Oh my. It was moonshine, but palatable moonshine - and that’s a problem. We talked about how it was made (a number of different kinds of fruits can be used, depending on the chef or vintner), its taste, and its potency. The name, of course, means “Water with a bite”. That gives you an idea of the potency. Oh My.
Of course the commercial aguardente was discussed, a labeled bottle was produced and two more shot glasses filled. It would have been impolite not to imbibe, but we both liked the home brewed stuff better. When we left, we bought a bottle. (When in Rome, right? If you were Portuguese, here’s where you would say, “Pois. Pois,” which means “ Of course. Of course,” and is pronounced “Pu-ish.Pu-ish.”)

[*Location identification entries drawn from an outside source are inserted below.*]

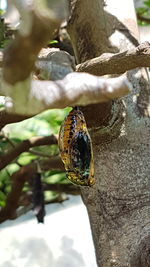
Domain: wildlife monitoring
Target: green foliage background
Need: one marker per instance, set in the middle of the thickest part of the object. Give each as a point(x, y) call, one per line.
point(44, 124)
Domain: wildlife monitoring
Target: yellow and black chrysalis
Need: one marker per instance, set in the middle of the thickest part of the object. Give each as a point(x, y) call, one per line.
point(76, 149)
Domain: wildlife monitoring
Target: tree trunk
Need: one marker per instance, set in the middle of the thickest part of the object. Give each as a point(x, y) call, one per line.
point(118, 204)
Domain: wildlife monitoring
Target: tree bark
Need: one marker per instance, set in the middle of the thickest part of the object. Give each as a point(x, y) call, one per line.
point(118, 204)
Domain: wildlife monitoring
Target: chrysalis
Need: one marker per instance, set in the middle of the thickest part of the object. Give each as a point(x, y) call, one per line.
point(76, 149)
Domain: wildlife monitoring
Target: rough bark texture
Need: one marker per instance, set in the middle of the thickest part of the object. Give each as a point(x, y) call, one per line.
point(118, 204)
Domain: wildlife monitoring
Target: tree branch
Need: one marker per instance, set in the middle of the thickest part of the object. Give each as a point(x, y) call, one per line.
point(118, 63)
point(74, 89)
point(6, 118)
point(25, 146)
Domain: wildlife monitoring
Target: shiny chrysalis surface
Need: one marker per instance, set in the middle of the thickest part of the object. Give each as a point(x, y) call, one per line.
point(76, 149)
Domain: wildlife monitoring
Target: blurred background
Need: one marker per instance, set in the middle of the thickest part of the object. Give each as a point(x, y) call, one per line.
point(65, 237)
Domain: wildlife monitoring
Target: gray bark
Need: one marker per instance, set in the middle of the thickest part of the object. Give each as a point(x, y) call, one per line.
point(118, 204)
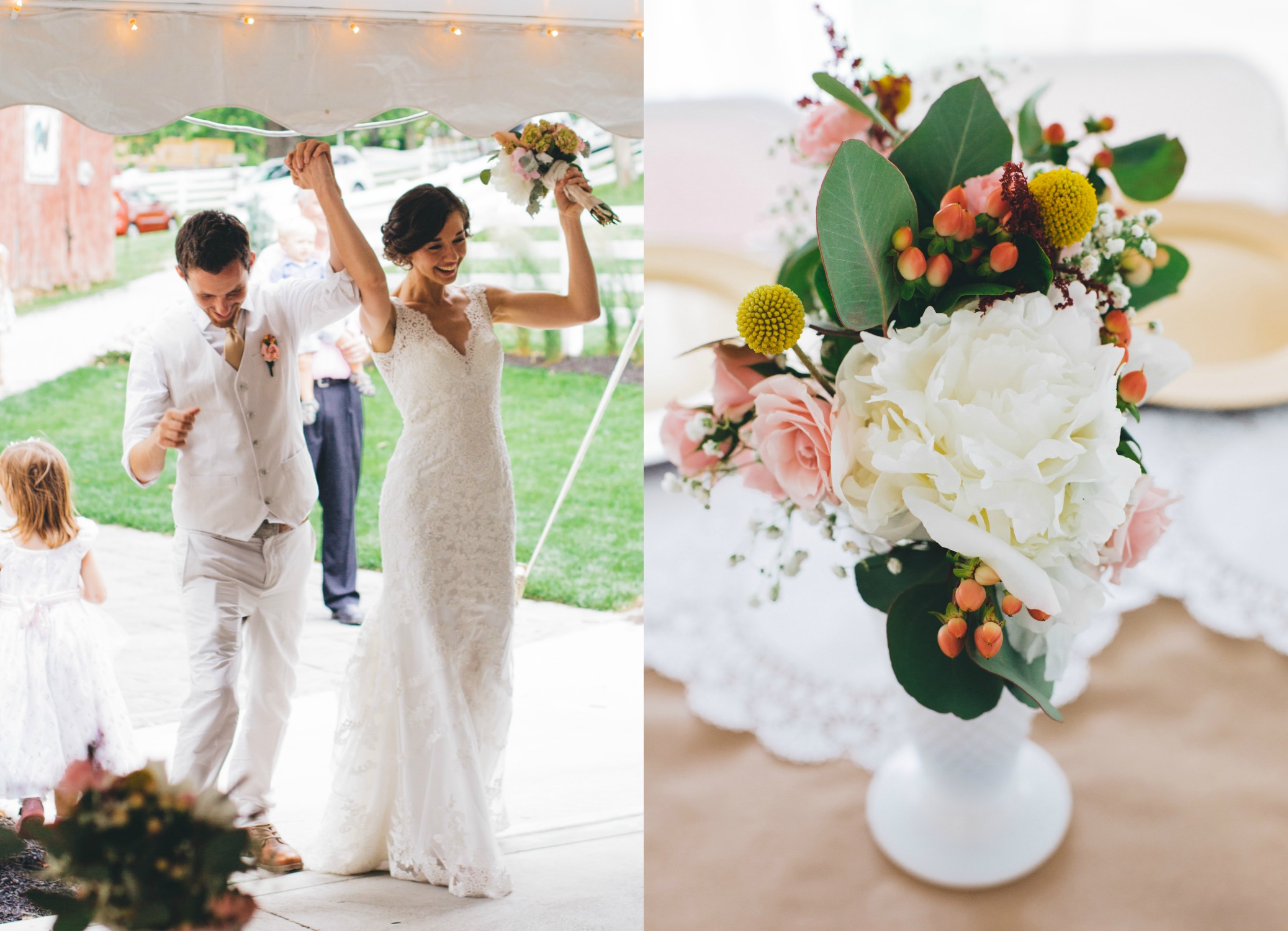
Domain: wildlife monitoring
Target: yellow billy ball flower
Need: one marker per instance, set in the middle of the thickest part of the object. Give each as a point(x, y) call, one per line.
point(770, 320)
point(1068, 205)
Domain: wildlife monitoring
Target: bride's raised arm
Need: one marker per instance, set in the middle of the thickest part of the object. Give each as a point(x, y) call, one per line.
point(311, 168)
point(546, 311)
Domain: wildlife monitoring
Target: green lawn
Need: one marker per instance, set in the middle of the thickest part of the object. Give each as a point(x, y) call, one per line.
point(135, 256)
point(594, 557)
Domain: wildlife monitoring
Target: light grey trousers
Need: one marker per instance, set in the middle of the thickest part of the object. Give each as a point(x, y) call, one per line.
point(244, 607)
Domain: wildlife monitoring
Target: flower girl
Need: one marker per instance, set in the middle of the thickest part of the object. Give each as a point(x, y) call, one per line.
point(58, 692)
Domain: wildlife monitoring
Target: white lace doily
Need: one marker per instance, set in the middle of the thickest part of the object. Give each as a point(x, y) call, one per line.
point(809, 675)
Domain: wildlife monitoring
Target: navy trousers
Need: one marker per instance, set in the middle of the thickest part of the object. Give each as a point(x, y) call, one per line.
point(335, 446)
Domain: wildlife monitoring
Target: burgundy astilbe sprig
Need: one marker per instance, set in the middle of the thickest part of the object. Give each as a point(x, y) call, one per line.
point(840, 45)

We tootled out to the anchorage with happy minds and hearts already in love with Sao Jorge. EW went below to open up the boat while I locked the dinghy just as our Belgian neighbors were returning from their drizzly day touring the island. I enthusiastically waved them alongside and invited them for drinks and snacks. They accepted with pleasure, going first to their boat for dry clothes.

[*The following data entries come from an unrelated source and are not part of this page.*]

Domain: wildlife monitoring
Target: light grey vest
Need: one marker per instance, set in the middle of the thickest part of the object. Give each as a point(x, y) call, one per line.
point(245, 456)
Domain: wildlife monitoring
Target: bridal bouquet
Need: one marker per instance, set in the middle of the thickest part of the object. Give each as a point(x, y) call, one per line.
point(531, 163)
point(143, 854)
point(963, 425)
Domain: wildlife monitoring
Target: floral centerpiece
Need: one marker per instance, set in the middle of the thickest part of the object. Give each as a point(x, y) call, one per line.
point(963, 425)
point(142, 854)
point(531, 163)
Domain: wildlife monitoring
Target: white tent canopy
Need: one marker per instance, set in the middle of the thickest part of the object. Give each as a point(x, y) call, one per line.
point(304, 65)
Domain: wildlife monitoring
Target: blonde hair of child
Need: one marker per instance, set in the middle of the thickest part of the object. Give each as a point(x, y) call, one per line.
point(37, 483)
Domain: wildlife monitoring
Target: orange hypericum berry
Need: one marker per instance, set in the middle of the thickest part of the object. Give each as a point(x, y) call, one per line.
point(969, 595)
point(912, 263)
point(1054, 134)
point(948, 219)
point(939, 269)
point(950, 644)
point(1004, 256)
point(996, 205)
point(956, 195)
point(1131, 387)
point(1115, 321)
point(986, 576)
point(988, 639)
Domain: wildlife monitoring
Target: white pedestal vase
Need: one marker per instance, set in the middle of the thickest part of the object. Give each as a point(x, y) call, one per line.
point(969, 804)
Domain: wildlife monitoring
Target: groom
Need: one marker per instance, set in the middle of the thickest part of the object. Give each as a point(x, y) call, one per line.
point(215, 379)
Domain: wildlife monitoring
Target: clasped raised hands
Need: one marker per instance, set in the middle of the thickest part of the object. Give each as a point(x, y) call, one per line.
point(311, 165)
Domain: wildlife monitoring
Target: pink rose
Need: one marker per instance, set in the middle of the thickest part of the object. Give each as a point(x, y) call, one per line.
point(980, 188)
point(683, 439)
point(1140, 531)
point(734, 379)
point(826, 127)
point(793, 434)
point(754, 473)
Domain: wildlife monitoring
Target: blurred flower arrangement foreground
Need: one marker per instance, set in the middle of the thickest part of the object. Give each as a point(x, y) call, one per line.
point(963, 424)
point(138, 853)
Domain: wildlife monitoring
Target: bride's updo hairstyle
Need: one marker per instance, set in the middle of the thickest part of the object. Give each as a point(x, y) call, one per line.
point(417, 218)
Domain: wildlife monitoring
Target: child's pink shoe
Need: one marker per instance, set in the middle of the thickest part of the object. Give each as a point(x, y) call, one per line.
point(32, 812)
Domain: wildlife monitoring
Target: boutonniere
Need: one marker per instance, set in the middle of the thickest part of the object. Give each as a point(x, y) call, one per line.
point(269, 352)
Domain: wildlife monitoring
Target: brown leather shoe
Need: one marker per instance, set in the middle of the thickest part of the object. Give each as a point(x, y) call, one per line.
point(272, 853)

I made snacks, EW got out the glasses, and we prepared for the first guests we’d had at anchor in over a month. Patrick and Patricia were returning home after two years of cruising in the Caribbean (somehow we’d missed them there) and Patrick's son Loic was visiting for part of their cruise in the Azores. As Loic said, “I only join them on the easy parts.” They were delightful: we laughed, Loic and EW played guitar, we made bad jokes about a few suggestive clouds, drank a little of wine and beer, ate, and told each other about our day and our cruise.
EW eventually brought out our little green bottle of Aguardente and all had a shot. Pois, pois. If you’re counting, you will realize this makes three shots of water with a bite for EW and me. The next day was also overcast, so EW and I used that as an excuse to have had a quiet day on the boat. That evening Patricia invited us to have drinks and a tour of Rih Malti. I drank water. The kind that doesn’t have a bite.
This is a cloud covering all but the tip of Mt. Pico on the island of Pico about 25 miles from Sao Jorge. We all thought it looked like ice cream. Really.